The film uses body horror not for shock, but to externalise the weight of unhealed childhood trauma and the messiness of trauma bonding, morphing conflict into literal transformation. Trauma takes physical shape, and attachment wounds split open the skin. Yet even in its most grotesque turns, the film dares to laugh—slipping in deadpan comedy that interrupts the gravity without undercutting it. The couple’s arguments crackle with awkwardness, almost bizarre, offering a varied flavour profile to the film’s body horror elements. Within its absurd metaphor, the film captures the chaos of modern intimacy—mismatched commitment, misaligned timing, anxious-avoidant bonds that refuse to break. But it doesn’t condone escape. If love is inevitable, the film argues, then survival lies in confronting the mess—and becoming one, quite literally. 

Together Poster
Together Poster IMDB

Brie and Franco, real-life partners, channel a kind of tension that feels lived-in and electric.

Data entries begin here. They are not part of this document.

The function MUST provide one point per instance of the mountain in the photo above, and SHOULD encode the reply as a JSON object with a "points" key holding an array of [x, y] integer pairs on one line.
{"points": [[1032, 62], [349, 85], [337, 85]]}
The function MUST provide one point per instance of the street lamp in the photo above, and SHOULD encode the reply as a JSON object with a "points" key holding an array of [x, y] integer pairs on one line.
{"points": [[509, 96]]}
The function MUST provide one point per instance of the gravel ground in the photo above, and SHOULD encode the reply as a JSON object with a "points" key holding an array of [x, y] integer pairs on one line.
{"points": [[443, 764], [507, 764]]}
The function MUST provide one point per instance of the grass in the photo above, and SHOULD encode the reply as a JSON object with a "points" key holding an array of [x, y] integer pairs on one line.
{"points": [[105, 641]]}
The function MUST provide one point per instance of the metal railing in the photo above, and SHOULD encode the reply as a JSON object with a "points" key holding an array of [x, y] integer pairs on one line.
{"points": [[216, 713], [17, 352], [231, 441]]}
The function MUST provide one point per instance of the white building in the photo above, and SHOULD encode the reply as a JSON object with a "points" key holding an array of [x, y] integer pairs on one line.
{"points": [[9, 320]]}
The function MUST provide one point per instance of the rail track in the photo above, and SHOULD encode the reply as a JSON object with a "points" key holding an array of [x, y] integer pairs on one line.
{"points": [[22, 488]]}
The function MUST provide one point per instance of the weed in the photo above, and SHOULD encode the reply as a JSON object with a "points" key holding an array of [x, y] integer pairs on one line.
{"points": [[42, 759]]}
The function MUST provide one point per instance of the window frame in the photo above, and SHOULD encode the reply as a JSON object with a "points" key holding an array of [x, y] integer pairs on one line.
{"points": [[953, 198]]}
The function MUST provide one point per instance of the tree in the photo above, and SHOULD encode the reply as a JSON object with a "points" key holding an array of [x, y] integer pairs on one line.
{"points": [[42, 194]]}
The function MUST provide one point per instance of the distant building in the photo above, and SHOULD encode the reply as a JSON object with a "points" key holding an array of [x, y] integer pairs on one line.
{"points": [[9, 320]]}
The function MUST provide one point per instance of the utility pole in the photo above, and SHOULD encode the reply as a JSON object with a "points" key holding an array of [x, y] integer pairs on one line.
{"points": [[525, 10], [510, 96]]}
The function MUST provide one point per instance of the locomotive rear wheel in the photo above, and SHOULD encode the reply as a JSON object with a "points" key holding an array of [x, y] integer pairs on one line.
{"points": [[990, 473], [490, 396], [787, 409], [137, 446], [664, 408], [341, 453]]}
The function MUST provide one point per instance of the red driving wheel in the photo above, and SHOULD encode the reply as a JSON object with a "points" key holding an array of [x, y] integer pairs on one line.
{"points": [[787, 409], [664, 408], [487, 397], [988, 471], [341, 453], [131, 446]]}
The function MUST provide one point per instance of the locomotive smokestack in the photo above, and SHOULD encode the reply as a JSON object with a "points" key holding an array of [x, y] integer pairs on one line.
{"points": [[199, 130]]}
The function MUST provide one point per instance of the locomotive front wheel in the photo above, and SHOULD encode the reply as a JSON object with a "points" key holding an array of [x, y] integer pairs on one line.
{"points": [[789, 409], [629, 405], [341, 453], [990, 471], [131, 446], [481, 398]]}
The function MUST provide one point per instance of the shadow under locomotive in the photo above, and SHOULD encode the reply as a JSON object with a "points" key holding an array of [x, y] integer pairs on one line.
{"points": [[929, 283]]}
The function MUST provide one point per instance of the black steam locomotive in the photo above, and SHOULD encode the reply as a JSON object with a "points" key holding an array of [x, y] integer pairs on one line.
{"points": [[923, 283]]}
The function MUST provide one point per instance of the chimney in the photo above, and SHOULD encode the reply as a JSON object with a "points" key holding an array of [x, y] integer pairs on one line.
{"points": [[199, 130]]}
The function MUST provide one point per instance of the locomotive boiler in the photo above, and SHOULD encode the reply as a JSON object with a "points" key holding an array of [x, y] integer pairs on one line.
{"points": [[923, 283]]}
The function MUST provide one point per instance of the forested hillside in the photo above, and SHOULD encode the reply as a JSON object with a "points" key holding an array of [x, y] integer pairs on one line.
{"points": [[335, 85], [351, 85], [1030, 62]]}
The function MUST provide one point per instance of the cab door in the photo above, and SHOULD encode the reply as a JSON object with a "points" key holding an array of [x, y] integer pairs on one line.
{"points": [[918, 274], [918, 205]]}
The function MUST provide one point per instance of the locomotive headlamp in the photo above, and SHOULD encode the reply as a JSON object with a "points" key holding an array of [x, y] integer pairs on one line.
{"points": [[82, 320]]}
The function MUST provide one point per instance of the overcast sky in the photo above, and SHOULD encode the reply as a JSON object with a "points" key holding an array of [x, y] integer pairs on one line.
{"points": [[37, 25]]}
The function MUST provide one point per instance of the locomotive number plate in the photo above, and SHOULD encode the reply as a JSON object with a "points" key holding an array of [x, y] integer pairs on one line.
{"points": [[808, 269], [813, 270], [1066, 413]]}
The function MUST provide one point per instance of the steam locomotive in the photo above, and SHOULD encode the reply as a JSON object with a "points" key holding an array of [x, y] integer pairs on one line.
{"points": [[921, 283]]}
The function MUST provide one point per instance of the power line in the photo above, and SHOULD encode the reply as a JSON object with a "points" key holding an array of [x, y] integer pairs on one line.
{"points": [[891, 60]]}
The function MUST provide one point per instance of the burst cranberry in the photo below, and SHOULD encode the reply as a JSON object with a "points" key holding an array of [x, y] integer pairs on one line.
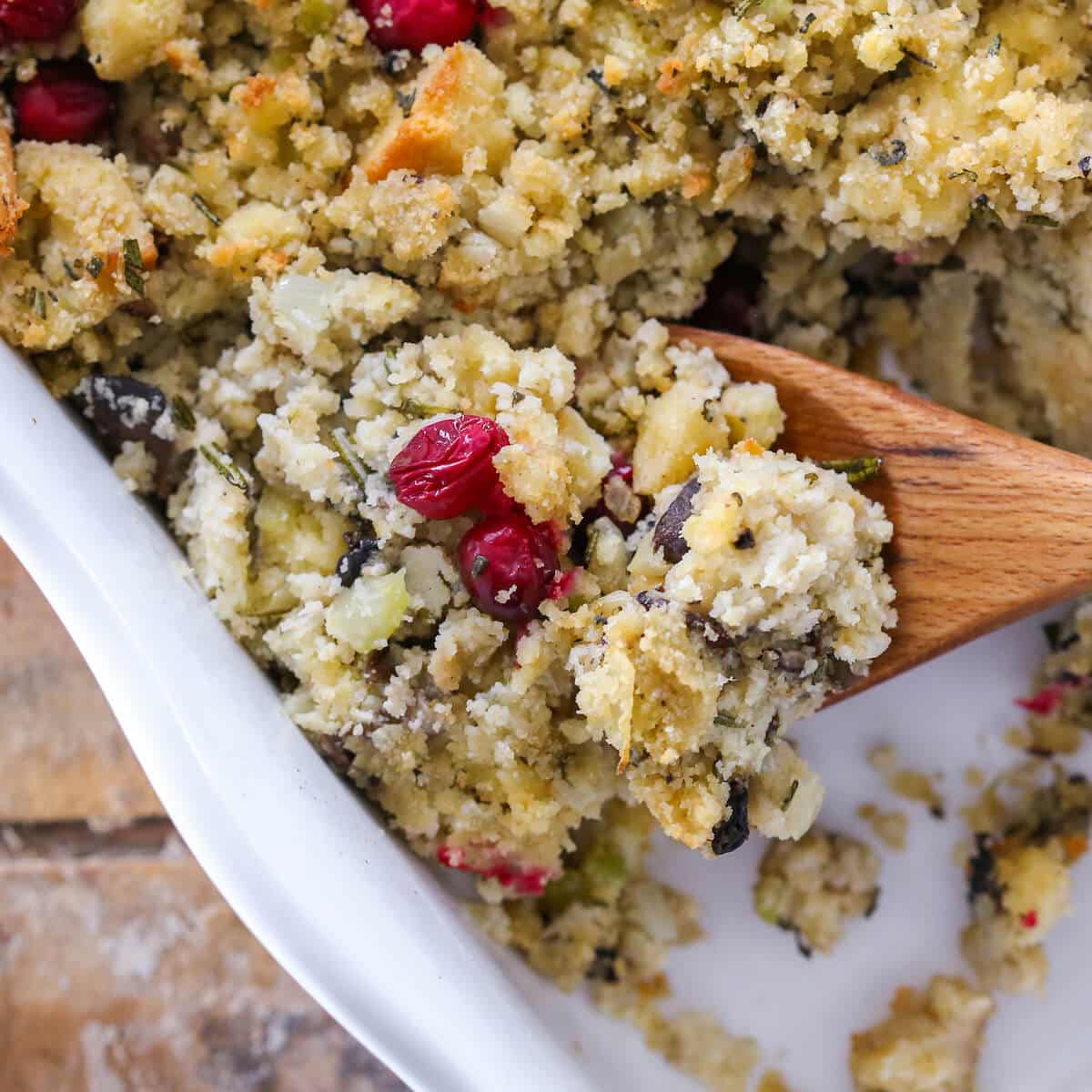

Their chemistry makes it hard to look away or even think well after the credits roll. Together thrives on the chaos of a love that is obsessive, and hysterical. It’s a film best entered blind, where the thrill lies in watching the grotesque spiral. Allegations of lifting from Better Half (2023) shadowed its release, with critics pointing out striking overlaps. Still, the film has earned both critical and popular praise. Barring its uneven pacing, a few foreseeable turns and a final twist that feels more shocking than satisfying, Together is wildly entertaining. It’s the kind of film that doesn’t apologise for its disarray. It plays fast, loud and absurd, and somehow still lands as a delight.